Я беру одну из красных шоколадок и кладу Ма в рот; она передвигает ее к передним зубам, которые не такие гнилые, и, улыбаясь, жует.
— Смотри, — говорю я ей. — В моем пироге остались вмятины там, где до этого были шоколадки.
— Они похожи на маленькие кратеры, — говорит Ма и засовывает свой палец в одну из вмятин.
— А что такое кратеры?
— Это дырки, в которых что-то произошло, например извержение вулкана, взрыв или еще что.

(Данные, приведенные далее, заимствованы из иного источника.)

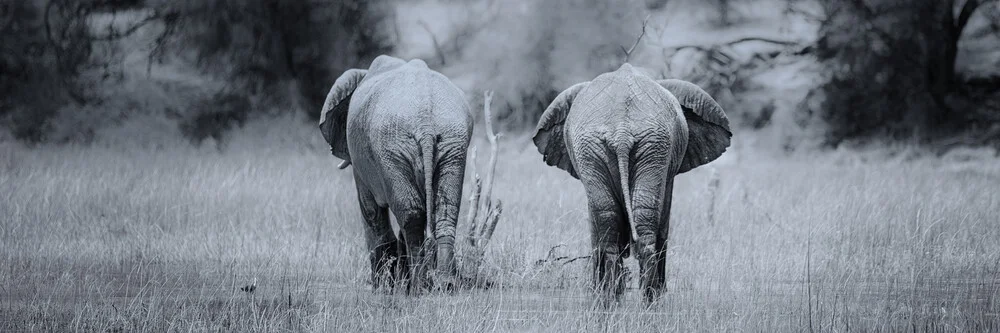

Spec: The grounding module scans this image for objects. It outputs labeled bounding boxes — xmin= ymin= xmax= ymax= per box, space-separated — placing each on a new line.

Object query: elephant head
xmin=319 ymin=55 xmax=472 ymax=288
xmin=533 ymin=63 xmax=732 ymax=301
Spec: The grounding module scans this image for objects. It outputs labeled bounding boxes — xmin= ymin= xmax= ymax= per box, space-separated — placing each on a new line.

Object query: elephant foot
xmin=594 ymin=252 xmax=626 ymax=307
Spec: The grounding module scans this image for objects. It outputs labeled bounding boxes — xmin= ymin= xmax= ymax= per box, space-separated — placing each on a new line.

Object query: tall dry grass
xmin=0 ymin=122 xmax=1000 ymax=332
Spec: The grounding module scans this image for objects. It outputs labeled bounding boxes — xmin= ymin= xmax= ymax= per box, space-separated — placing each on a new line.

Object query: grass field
xmin=0 ymin=127 xmax=1000 ymax=332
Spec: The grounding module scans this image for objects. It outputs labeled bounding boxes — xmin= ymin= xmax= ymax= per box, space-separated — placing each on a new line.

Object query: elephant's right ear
xmin=319 ymin=69 xmax=368 ymax=161
xmin=531 ymin=81 xmax=590 ymax=178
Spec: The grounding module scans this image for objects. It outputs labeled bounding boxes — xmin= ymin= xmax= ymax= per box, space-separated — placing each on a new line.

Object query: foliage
xmin=151 ymin=0 xmax=391 ymax=117
xmin=0 ymin=0 xmax=100 ymax=142
xmin=816 ymin=0 xmax=1000 ymax=144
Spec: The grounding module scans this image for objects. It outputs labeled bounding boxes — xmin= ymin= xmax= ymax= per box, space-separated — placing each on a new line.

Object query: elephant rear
xmin=320 ymin=57 xmax=472 ymax=286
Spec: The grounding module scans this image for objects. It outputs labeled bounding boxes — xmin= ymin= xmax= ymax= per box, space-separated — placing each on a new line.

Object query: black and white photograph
xmin=0 ymin=0 xmax=1000 ymax=333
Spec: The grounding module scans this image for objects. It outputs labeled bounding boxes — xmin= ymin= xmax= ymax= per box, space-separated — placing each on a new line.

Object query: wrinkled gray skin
xmin=533 ymin=64 xmax=732 ymax=304
xmin=319 ymin=55 xmax=472 ymax=291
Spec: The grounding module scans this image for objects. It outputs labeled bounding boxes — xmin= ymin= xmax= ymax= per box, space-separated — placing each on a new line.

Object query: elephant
xmin=532 ymin=63 xmax=732 ymax=304
xmin=319 ymin=55 xmax=473 ymax=292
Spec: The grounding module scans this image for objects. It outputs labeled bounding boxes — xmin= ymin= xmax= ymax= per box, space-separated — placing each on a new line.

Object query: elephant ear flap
xmin=657 ymin=80 xmax=733 ymax=173
xmin=319 ymin=69 xmax=368 ymax=162
xmin=531 ymin=82 xmax=590 ymax=178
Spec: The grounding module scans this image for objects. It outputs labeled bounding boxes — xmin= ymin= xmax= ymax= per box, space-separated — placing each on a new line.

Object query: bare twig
xmin=621 ymin=15 xmax=649 ymax=62
xmin=417 ymin=20 xmax=445 ymax=66
xmin=479 ymin=90 xmax=500 ymax=219
xmin=464 ymin=91 xmax=503 ymax=285
xmin=708 ymin=168 xmax=719 ymax=225
xmin=465 ymin=165 xmax=482 ymax=249
xmin=479 ymin=200 xmax=503 ymax=248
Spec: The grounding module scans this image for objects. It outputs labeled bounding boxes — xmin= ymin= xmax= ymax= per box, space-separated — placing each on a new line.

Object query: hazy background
xmin=0 ymin=0 xmax=1000 ymax=332
xmin=0 ymin=0 xmax=1000 ymax=152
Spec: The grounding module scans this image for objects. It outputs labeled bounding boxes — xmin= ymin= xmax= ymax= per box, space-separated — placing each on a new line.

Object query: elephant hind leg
xmin=643 ymin=179 xmax=674 ymax=303
xmin=396 ymin=208 xmax=429 ymax=294
xmin=357 ymin=186 xmax=400 ymax=290
xmin=591 ymin=210 xmax=626 ymax=307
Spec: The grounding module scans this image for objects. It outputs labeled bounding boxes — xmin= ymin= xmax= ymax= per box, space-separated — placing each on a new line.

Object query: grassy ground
xmin=0 ymin=127 xmax=1000 ymax=332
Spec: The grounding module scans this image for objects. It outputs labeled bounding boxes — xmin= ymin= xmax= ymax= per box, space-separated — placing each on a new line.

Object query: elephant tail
xmin=616 ymin=145 xmax=639 ymax=256
xmin=420 ymin=135 xmax=437 ymax=241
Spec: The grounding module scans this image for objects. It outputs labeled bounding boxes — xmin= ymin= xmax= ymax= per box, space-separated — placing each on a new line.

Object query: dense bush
xmin=0 ymin=0 xmax=94 ymax=141
xmin=816 ymin=0 xmax=996 ymax=144
xmin=150 ymin=0 xmax=391 ymax=117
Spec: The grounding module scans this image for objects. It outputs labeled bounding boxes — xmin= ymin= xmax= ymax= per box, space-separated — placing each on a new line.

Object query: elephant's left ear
xmin=531 ymin=81 xmax=590 ymax=178
xmin=656 ymin=80 xmax=733 ymax=173
xmin=319 ymin=69 xmax=368 ymax=162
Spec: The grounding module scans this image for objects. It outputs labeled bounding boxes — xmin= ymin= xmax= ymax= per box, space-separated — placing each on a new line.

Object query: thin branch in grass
xmin=806 ymin=228 xmax=813 ymax=332
xmin=463 ymin=91 xmax=503 ymax=286
xmin=708 ymin=168 xmax=720 ymax=225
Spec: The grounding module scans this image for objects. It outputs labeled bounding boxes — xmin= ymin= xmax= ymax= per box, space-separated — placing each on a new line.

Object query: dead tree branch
xmin=621 ymin=15 xmax=649 ymax=62
xmin=417 ymin=20 xmax=445 ymax=66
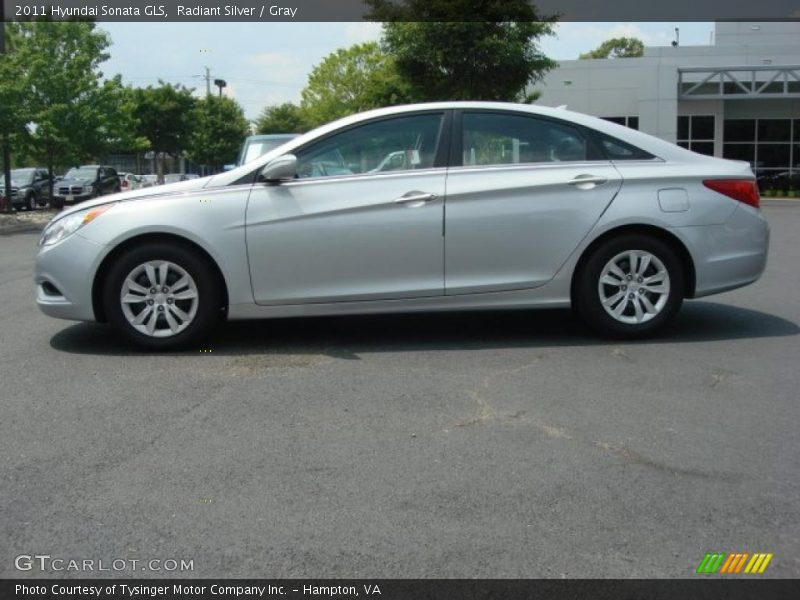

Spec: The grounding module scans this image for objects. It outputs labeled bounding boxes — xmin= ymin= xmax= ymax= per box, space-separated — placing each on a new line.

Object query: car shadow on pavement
xmin=50 ymin=301 xmax=800 ymax=360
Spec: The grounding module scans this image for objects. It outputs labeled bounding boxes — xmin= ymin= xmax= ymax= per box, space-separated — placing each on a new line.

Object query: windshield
xmin=11 ymin=169 xmax=36 ymax=185
xmin=64 ymin=167 xmax=97 ymax=181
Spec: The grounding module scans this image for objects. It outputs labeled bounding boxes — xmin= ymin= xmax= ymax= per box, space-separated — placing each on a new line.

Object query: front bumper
xmin=34 ymin=233 xmax=104 ymax=321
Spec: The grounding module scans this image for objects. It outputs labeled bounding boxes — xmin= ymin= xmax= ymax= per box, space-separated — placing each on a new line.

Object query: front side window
xmin=462 ymin=113 xmax=588 ymax=166
xmin=297 ymin=113 xmax=442 ymax=179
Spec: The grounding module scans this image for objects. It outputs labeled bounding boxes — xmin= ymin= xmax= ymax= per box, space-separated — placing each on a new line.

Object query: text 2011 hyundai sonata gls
xmin=35 ymin=102 xmax=769 ymax=348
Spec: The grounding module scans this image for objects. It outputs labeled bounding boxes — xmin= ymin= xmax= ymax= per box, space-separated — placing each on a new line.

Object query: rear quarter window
xmin=597 ymin=133 xmax=655 ymax=160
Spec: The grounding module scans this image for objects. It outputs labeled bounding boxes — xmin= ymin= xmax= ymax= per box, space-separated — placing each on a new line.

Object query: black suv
xmin=50 ymin=165 xmax=121 ymax=208
xmin=0 ymin=167 xmax=50 ymax=210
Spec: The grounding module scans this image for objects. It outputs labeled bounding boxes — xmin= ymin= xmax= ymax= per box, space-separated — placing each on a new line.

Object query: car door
xmin=246 ymin=111 xmax=447 ymax=304
xmin=445 ymin=111 xmax=622 ymax=295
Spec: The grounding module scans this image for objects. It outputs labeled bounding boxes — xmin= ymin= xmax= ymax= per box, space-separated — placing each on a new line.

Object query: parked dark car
xmin=5 ymin=167 xmax=50 ymax=210
xmin=50 ymin=165 xmax=122 ymax=208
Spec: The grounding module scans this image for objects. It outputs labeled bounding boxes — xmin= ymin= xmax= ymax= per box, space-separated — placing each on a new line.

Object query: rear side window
xmin=462 ymin=112 xmax=589 ymax=166
xmin=597 ymin=133 xmax=655 ymax=160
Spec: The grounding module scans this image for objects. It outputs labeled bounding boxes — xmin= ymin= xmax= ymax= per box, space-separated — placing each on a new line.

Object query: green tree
xmin=0 ymin=23 xmax=30 ymax=212
xmin=580 ymin=37 xmax=644 ymax=59
xmin=16 ymin=21 xmax=120 ymax=191
xmin=301 ymin=42 xmax=410 ymax=126
xmin=255 ymin=102 xmax=310 ymax=133
xmin=366 ymin=0 xmax=556 ymax=101
xmin=133 ymin=81 xmax=196 ymax=181
xmin=188 ymin=96 xmax=250 ymax=170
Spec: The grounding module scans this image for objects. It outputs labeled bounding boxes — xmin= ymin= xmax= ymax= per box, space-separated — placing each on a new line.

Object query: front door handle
xmin=569 ymin=175 xmax=608 ymax=190
xmin=394 ymin=192 xmax=438 ymax=208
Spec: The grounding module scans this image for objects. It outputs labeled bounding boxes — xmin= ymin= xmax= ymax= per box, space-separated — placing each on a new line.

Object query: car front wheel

Я кладу зеленую шоколадку назад в кратер и считаю:
— Десять, девять, восемь, семь, шесть, пять, четыре, три, два, один — бум!
Шоколадка взлетает в открытый космос и попадает мне в рот. Мой именинный пирог — самое лучшее, что я когда-либо ел.
Ма больше не хочется пирога. Окно в крыше высасывает весь свет и становится почти черным.
— Сегодня день весеннего равноденствия, — говорит она. — Я помню, что в то утро, когда ты родился, его так назвали по телевизору. В тот год в марте тоже еще лежал снег.
— А что такое равноденствие?
— Это слово означает «равный». В этот день количество темноты равно количеству света.
Из-за пирога смотреть телевизор уже поздно, часы показывают 8:33. Мой желтый капюшон чуть было не отрывает мне голову, когда Ма стаскивает с меня майку. Я надеваю свою лучшую футболку и чищу зубы, а Ма завязывает мешок с мусором и ставит его у двери, положив поверх список, который я написал. Сегодня там указано:
— А можно попросить винограда? Он ведь очень полезный.
И Ма в конце списка дописывает:
— Расскажи мне какую-нибудь историю.
— Только короткую. Хочешь… сказку про Пряничного Джека?
Она и вправду рассказывает ее быстро и смешно. Пряничный Джек выскакивает из печи, катится, катится, и никто не может его поймать, ни старушка, ни старик, ни крестьяне, которые молотят зерно, ни пахари, но в конце концов он по глупости своей позволяет лисе взять себя в рот, чтобы переправиться через реку, и она тут же его съедает.
Если бы я был сделан из теста, я бы сам себя съел, чтобы никому не досталось.
Мы быстро-быстро читаем молитву, сложив руки и закрыв глаза. Я молюсь, чтобы Иоанн Креститель и младенец Иисус пришли поиграть с Дорой и Бутс. Ма молится, чтобы солнечное тепло растопило снег, облепивший наше окно на крыше.
— Я могу немного попить?
— Сразу же, как только проснешься утром, — говорит Ма, натягивая свою футболку.
— Нет, я хочу сегодня.
Она кивает на часы, которые показывают 8:57; осталось всего три минуты до девяти. Поэтому я залезаю в шкаф, и ложусь на подушку, и закутываюсь в одеяло, серое и пушистое, с красным кантом. Прямо надо мной висит рисунок меня, о котором я уже успел позабыть. Ма заглядывает в шкаф.
— Три поцелуя?
— Нет, пять для мистера Пятилетнего.
Она пять раз целует меня и со скрипом закрывает дверцы.
Но в щели пробивается свет, и я могу видеть кое-что на рисунке — черты, похожие на мамины, и нос, который похож только на мой собственный. Я трогаю бумагу — она шелковистая на ощупь. Я вытягиваюсь так, что моя голова и ноги упираются в стенки шкафа. Я слушаю, как Ма надевает свою ночную футболку и принимает таблетку, убивающую боль. Она всегда пьет две таблетки на ночь, поскольку, как она говорит, боль похожа на воду — она разливается, как только Ма ложится в постель. Ма выплевывает зубную пасту.
— Наш друг и приятель Баз чешет свой левый глаз, — начинает Ма.
Я придумываю свой стих:
— Наш друг и приятель За говорит «бла-бла-бла».
— Наш друг Мурзилка живет в морозилке.
— Наша подруга Нола пошла в школу.
— Неудачная рифма, — говорит мама.
— О боже, — рычу я, совсем как Воришка.